Мы с Прим идем кушать в то самое место, где вкусно кормят. Прим ведет меня за руку, я улыбаюсь, и она улыбается, и еще я пою, но не громко, а про себя. Мы приходим в то самое место, и там есть дяденька, который тоже этническое меньшинство. Он говорит:
– Столик на двоих? Прим смеется и говорит:
– На одного с половиной.
Дяденька, который этническое меньшинство, смеется и говорит:
– На одного с половиной, да-да. Вот тут, у окна. Очень хорошее место. – Дяденька, который этническое меньшинство, отодвигает стул. Я сажусь, и дяденька пододвигает меня к столу вместе со стулом. Прим тоже садится. Дяденька, который этническое меньшинство, кладет нам на стол две книжки. Одну – для меня, и вторую-для Прим.
Я смотрю на книжку, которая для меня. Там написано: «Меню». Это какая-то скучная книжка, совсем без картинок.
Прим открывает свою книжку, читает ее, говорит:
– Так-так-так.
– Не хотите чего-нибудь выпить?
Прим смотрит на дяденьку, который этническое меньшинство, и говорит:
– Домашнего красного.
– Бокал домашнего красного. Прим улыбается:
– Бутылку.
Дяденька, который этническое меньшинство, кивает.
– А для джентльмена?
Я верчу головой. Ищу этого джентльмена. Прим прикасается к моей руке:
– Том, малыш, он имеет в виду тебя. Ты будешь что-нибудь пить?
– Газировку с апельсиновым соком. Прим морщит нос.
– Вряд ли здесь подают газировку с апельсиновым соком. Может быть, выпьешь пока апельсиновый сок с газировкой? Y вас есть апельсиновый сок с газировкой?
Дяденька, который этническое меньшинство, кивает.
– И дежурный обед на двоих. Хотя, если можно… – Прим смеется и говорит: – Можно сделать на одного с половиной? Том у нас еще маленький. Он много не съест.

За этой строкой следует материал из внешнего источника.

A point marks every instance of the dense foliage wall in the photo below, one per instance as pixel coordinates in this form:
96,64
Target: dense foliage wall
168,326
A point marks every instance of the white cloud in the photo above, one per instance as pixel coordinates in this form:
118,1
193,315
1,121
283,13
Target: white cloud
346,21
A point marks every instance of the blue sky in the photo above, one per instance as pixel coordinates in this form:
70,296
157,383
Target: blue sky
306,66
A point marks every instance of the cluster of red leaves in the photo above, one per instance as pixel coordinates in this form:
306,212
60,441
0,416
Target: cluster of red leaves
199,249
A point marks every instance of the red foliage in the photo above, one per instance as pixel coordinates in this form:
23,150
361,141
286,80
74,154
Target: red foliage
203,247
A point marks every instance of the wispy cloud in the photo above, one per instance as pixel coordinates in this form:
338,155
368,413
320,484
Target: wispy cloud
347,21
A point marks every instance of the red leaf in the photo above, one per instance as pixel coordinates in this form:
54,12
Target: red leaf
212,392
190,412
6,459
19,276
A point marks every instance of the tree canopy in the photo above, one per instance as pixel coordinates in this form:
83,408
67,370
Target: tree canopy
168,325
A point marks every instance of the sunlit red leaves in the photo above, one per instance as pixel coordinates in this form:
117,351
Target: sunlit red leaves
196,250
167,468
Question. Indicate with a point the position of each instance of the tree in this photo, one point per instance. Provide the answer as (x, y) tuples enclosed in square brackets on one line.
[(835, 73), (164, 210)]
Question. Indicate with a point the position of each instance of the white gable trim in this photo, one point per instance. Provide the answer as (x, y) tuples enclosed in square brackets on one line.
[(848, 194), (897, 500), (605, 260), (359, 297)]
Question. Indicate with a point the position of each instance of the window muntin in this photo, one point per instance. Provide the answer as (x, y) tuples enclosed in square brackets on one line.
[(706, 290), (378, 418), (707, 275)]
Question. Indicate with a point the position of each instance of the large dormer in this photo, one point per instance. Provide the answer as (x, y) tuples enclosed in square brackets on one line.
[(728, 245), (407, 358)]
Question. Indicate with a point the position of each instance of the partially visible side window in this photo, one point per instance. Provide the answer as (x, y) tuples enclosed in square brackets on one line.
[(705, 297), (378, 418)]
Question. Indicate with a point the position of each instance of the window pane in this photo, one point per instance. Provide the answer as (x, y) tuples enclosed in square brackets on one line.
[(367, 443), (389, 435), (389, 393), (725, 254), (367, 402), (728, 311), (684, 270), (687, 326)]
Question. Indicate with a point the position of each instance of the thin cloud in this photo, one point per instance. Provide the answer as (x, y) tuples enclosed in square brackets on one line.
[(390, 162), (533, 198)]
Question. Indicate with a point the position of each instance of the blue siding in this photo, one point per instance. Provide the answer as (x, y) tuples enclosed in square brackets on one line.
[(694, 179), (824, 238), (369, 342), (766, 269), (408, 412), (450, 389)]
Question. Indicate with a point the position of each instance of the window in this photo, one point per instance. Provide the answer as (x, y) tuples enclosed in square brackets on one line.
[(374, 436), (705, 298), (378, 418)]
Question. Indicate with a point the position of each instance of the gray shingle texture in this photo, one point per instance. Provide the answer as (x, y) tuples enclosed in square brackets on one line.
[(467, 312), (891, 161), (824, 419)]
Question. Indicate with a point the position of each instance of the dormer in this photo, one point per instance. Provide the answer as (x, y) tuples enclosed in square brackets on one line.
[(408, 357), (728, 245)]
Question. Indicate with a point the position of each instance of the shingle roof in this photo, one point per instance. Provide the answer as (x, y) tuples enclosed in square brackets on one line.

– Конечно, мадам. Сэр. – Дяденька, который этническое меньшинство, наклоняется, как будто хочет завязать шнурки. Только он не завязывает шнурки. Он просто уходит.
Прим смотрит на меня и говорит:
– А теперь, Том, рассказывай. Свою историю жизни. Я делаю хмурое лицо.
– Давай, Том. Рассказывай.
– Я Том Стволер. – Я пожимаю плечами. – Я родился и вырос в Лондоне.
– А чем занимаются твои папа с мамой?
– Папа сейчас в тюрьме. На нефтяной вышке. Он занимается сексом.
– А мама?
– Она занимается сексом. Прим кивает.
– Понятно. Это все объясняет. И что кончился твой «Тигр Антоний». Кстати, напомни мне на обратном пути, чтобы я купила тебе пару пачек. Когда мы пойдем домой.
– Я домой не пойду, – говорю. – Там противно.
– Очаровательно.
– Это все из-за мусора, он воняет. Это мой дядя его принес, мусор. Его зовут дядя Мусорщик, он работает мусорщиком.
– Ага, понятно. Ты говорил про свой дом.